Alcuni fra i principati alleati degli americani in Europa ed Asia hanno grandi divergenze di vedute sulle loro relazioni con questi due Paesi. Questa complessa multipolarità metterà alla prova l’approccio multilaterale alla politica estera americana di Biden, che dovrà essere messo in pratica, cosa non facile.

L’Europa ad esempio rimane divisa e lacerata, nonché segnata dagli effetti persistenti della Brexit. Biden ha preso alcune decisioni per raffreddare le tensioni transatlantiche nate con Trump – ma il blocco europeo ha nondimeno sfide sul fronte interno ed estero.

Il dibattito sul North Stream 2, il gasdotto russo in Europa, divide ormai da molti anni Germania e Francia da altri importanti Paesi europei. Il recente tentativo del senatore repubblicano Ted Cruz di rallentare la nomina di Bill Burns come direttore della Cia per mettere pressione e chiedere una risposta più dura da parte degli Stati Uniti contro il progetto energetico riporrà la questione al centro dei riflettori della diplomazia americana più ancora di quanto già non lo fosse.
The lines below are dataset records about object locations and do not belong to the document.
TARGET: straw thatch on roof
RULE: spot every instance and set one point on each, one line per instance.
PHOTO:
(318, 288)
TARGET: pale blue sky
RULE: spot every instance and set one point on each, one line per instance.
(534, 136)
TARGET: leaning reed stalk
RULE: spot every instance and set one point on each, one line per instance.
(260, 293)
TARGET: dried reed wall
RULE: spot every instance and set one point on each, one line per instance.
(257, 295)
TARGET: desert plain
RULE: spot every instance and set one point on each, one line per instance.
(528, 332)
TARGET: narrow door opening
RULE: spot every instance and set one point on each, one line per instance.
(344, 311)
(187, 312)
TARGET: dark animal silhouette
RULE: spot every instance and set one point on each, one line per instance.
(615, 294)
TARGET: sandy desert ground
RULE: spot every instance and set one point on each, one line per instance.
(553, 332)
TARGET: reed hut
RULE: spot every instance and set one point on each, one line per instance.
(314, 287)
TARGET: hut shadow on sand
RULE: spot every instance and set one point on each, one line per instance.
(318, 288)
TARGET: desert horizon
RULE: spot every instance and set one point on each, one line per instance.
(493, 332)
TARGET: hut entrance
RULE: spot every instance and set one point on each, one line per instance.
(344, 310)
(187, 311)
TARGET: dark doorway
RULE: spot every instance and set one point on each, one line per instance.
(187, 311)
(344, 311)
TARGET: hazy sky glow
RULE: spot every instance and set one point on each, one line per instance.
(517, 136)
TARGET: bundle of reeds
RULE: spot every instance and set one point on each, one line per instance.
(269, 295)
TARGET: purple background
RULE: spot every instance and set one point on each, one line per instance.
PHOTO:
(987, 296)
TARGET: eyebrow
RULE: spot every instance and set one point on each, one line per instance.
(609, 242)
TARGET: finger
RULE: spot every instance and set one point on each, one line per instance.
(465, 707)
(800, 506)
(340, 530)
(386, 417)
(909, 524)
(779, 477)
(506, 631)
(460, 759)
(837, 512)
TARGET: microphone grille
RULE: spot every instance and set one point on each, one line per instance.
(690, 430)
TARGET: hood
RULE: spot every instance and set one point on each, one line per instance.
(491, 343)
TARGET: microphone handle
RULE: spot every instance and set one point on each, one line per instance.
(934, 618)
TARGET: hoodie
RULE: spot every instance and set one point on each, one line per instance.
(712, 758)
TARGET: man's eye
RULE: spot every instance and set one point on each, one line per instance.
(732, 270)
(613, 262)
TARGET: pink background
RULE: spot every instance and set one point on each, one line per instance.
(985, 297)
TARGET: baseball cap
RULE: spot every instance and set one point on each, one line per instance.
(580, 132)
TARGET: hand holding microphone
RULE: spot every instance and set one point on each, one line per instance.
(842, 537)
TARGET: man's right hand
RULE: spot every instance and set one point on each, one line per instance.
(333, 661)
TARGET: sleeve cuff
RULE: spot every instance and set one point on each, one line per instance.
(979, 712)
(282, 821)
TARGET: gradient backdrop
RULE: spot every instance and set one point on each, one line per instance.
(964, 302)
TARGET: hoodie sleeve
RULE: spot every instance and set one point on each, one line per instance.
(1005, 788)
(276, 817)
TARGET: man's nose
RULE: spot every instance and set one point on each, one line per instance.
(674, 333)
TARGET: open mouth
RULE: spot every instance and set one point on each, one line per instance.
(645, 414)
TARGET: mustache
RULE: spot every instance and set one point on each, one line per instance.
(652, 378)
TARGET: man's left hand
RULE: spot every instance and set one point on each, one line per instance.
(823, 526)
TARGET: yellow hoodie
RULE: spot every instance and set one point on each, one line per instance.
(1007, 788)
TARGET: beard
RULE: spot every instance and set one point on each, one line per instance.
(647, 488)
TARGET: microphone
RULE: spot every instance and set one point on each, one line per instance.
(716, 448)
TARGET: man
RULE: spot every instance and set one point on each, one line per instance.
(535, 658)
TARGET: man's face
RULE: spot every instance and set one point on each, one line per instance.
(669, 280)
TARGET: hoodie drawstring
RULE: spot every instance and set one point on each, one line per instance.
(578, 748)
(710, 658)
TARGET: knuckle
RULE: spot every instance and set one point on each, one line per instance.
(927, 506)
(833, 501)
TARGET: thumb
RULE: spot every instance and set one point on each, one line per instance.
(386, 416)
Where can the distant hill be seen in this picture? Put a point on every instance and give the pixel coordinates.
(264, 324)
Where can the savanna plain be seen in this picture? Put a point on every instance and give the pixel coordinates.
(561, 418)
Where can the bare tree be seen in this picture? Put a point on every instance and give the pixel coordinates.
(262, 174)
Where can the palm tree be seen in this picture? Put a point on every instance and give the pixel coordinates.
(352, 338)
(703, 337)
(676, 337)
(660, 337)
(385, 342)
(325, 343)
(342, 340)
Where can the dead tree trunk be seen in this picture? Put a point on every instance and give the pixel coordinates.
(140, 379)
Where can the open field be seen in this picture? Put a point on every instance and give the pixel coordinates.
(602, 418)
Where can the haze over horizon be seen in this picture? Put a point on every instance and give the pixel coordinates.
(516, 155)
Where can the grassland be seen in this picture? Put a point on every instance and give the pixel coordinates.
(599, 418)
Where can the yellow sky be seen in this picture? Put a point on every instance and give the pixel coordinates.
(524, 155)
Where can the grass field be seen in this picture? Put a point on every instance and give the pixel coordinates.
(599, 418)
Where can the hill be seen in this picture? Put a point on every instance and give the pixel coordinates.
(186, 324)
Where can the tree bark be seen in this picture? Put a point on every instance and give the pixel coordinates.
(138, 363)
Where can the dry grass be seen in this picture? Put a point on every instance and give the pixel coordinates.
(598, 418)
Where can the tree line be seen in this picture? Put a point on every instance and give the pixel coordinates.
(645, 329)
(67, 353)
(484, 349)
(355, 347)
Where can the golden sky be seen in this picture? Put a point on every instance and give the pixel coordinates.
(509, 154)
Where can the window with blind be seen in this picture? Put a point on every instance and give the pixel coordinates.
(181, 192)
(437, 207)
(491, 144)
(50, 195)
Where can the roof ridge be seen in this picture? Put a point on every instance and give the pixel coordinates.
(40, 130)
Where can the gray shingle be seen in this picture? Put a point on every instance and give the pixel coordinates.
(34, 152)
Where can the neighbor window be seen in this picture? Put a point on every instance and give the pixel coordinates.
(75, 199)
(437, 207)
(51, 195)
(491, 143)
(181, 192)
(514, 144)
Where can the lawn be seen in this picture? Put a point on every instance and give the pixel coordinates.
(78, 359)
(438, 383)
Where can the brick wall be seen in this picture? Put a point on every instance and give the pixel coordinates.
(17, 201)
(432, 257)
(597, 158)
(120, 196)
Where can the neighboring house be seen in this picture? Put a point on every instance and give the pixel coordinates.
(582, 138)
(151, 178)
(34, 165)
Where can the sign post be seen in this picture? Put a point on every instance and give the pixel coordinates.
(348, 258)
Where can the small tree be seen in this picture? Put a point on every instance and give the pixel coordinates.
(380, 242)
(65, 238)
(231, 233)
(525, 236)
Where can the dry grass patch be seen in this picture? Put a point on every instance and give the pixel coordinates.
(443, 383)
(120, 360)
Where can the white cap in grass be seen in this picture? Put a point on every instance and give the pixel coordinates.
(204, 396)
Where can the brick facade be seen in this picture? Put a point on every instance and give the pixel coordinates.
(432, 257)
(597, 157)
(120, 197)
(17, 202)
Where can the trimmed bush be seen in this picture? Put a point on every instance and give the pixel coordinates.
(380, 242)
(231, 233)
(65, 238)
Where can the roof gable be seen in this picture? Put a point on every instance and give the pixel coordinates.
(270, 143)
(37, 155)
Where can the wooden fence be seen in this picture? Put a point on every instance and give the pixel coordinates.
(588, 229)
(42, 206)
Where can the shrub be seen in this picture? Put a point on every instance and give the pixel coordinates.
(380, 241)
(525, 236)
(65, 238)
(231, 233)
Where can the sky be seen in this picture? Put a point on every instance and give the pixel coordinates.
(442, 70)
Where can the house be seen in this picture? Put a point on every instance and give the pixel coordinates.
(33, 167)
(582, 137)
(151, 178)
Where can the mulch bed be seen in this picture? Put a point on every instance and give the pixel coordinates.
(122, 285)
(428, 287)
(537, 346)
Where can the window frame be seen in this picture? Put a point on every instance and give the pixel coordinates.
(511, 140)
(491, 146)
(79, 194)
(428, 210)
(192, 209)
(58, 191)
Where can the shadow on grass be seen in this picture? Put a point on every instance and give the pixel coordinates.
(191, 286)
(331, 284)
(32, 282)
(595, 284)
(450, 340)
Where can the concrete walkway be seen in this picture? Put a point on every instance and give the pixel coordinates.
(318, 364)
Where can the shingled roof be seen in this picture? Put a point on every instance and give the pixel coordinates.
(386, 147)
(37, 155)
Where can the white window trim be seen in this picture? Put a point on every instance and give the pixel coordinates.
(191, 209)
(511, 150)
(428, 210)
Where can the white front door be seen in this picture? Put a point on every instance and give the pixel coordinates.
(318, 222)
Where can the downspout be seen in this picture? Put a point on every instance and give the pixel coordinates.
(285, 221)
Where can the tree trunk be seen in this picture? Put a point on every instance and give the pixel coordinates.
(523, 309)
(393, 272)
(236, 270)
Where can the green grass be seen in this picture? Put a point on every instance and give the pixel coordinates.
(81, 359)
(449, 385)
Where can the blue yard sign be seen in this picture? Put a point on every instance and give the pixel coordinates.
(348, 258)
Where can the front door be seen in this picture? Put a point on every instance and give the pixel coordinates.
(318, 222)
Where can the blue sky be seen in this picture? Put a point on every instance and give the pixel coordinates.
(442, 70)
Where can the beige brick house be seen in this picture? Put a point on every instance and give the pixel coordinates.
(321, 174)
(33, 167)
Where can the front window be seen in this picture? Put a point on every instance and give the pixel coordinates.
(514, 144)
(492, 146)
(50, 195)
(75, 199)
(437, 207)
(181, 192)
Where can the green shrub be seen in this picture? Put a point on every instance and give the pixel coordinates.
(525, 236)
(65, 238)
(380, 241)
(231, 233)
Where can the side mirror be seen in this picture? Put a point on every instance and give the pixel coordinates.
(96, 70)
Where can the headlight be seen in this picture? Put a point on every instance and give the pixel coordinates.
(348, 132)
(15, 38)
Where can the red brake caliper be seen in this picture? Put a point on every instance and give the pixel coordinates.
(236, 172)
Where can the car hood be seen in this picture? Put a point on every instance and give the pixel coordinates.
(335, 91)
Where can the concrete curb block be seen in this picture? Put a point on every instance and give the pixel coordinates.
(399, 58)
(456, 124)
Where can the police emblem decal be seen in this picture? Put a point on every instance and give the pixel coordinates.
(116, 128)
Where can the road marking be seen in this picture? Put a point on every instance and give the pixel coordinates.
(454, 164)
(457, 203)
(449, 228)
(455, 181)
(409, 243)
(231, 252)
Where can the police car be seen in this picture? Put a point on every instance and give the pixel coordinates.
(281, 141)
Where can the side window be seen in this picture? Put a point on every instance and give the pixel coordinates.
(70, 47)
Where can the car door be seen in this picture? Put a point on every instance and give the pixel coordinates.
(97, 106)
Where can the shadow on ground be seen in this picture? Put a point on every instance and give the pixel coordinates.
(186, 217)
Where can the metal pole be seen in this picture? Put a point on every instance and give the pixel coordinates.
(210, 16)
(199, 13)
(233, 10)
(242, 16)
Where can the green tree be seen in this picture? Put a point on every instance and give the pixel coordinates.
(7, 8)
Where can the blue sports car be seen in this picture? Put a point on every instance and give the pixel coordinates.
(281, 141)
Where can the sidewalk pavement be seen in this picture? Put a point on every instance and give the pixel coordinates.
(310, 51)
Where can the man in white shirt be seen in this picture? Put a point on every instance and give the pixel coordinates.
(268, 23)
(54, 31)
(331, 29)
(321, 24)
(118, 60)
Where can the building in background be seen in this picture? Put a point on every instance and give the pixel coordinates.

Senza contare il dibattito fra leader europei sull’ “autonomia strategica” per cui l’Europa dovrebbe battersi.

In altre regioni del mondo le divisioni fra alleati e partner degli Stati Uniti sono altrettanto visibili su questioni strategiche. La Corea del Sud e il Giappone vivono da tempo tensioni che sono peggiorate negli ultimi anni, e il Medio Oriente è segnato da scontri fra alcuni partner statunitensi fra cui Turchia, Egitto, Arabia Saudita e Qatar.

Mettere in campo una ricetta multilaterale per la politica estera americana in un sistema multipolare sempre più frammentato sarà una grande sfida. Di qui la necessità per gli Stati Uniti di mantenere e rinsaldare forti partnership bilaterali.

L’Italia rimane uno dei più importanti partner degli Stati Uniti in Europa – e l’amministrazione Biden riuscirebbe a navigare le tre grandi sfide della sua politica estera con più serenità nei mesi a venire se continuasse a cercare un rapporto speciale con l’alleato italiano.